O desempenho das ações executadas em outras unidades administrativas do próprio Ministério foi razoável. As ações "Pesquisa sobre Emprego e Desemprego - PED" e "Coordenação e Manutenção do Fundo de Amparo ao Trabalhador" apresentaram ótimo desempenho. Porém a ação "Harmonização de Normas Trabalhistas no âmbito do Mercosul" teve um desempenho baixo em função da própria dinâmica do Mercosul.

Os principais parceiros foram o Instituto de Pesquisa Econômica Aplicada - IPEA, a Fundação Instituto de Pesquisas Econômica - FIPE, o Instituto de Estudos do Trabalho e Sociedade - IETS, a Pontifícia Universidade Católica do Rio de Janeiro - PUC-Rio, a Associação Nacional de Centros de Pós-Graduação em Economia - Anpec, a Trevisan Consultores Associados e as secretarias estaduais de trabalho de São Paulo, Rio Grande do Sul, Minas Gerais, Bahia, Pernambuco e Ceará. Todos apresentaram ótimo desempenho na realização das ações nas quais estavam comprometidos.
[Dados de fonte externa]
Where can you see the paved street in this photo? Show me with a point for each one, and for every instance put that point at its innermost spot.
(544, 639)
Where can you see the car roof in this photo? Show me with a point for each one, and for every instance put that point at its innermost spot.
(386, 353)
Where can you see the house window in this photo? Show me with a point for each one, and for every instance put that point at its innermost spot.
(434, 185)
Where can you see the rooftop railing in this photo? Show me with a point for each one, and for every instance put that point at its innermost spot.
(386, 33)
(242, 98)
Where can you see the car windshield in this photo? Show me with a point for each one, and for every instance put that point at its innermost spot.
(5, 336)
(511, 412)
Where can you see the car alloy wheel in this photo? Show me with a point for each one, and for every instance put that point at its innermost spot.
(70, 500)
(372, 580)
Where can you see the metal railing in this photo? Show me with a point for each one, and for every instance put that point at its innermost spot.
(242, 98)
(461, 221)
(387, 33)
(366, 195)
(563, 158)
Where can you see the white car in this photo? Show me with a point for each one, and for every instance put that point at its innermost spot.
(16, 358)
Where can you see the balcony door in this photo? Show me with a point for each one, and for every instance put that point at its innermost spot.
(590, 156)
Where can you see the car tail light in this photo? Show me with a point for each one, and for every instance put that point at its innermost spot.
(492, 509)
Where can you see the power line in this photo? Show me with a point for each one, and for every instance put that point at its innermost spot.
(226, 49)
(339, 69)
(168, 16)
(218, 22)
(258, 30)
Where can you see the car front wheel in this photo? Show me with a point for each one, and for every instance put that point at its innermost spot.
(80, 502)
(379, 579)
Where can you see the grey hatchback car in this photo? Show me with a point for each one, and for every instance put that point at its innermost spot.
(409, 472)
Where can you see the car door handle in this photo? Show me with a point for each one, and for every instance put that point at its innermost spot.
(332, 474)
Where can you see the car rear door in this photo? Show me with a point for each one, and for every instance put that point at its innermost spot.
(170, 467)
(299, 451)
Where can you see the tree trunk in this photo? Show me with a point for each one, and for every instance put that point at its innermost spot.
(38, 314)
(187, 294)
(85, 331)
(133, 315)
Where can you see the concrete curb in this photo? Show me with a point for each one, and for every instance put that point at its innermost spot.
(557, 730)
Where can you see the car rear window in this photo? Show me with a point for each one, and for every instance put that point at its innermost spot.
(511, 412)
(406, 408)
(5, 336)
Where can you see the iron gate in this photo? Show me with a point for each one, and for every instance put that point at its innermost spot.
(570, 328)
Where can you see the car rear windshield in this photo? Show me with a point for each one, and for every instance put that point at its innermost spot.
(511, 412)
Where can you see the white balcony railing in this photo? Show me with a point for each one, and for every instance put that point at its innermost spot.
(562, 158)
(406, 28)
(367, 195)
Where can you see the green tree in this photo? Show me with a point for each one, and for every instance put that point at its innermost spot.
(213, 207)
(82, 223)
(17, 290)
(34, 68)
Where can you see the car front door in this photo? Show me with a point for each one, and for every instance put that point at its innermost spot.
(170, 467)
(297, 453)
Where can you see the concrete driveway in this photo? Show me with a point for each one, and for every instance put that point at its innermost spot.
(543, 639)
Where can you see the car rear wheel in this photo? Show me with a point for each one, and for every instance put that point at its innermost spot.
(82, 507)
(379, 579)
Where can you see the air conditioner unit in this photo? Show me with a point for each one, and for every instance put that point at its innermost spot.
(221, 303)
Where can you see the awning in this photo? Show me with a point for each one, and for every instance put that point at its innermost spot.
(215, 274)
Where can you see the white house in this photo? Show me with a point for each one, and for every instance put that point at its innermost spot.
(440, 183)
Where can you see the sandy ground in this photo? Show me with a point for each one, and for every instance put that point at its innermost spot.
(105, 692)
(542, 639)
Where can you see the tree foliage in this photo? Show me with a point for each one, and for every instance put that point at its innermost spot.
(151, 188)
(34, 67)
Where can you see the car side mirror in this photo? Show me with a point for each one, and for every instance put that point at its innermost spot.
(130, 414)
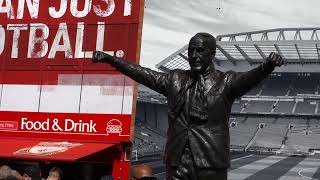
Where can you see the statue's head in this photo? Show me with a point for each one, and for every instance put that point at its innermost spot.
(201, 50)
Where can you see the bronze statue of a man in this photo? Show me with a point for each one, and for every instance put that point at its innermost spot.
(199, 102)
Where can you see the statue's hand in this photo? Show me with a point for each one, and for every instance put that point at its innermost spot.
(275, 59)
(99, 56)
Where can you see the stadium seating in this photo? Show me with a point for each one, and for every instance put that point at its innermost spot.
(241, 134)
(271, 136)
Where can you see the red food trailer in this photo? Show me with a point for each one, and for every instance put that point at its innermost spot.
(56, 106)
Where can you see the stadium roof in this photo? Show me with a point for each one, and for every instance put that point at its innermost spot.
(240, 51)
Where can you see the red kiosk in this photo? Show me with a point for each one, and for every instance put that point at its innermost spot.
(56, 107)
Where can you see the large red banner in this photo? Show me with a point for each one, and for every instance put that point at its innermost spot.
(46, 68)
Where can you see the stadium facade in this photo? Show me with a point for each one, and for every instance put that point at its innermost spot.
(280, 116)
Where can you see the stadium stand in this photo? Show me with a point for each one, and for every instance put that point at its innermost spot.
(286, 104)
(271, 136)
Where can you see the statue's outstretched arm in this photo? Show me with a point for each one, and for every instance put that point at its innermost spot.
(157, 81)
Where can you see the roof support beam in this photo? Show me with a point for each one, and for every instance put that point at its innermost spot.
(244, 54)
(260, 52)
(228, 56)
(279, 51)
(301, 60)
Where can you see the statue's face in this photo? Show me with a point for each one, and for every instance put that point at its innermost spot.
(200, 54)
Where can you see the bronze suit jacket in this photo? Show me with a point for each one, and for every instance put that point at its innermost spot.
(209, 140)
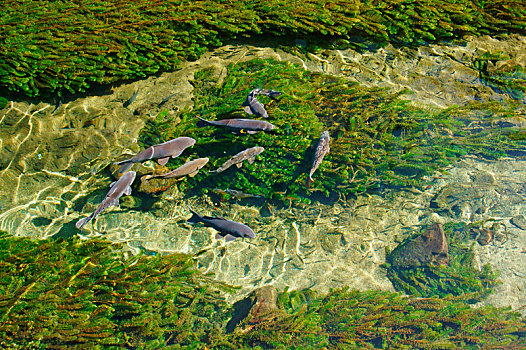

O grau de participação da sociedade sobre o programa foi moderado. As ações com recursos do Fundo de Amparo ao Trabalhador - FAT são alvo de apreciação do Conselho Deliberativo do Fundo de Amparo ao Trabalhador - Codefat, que tem representação tripartite (Governo, trabalhadores e empregadores) e paritária (quatro membros de cada bancada).

Todavia, como nenhuma ação deste programa tem impacto direto sobre os cidadãos, não há uma participação mais intensa da sociedade civil.




Ampliação da equipe gerencial do programa e melhoria dos processos de tramitação burocrática, de forma a facilitar a parceria com os institutos de pesquisas e universidades.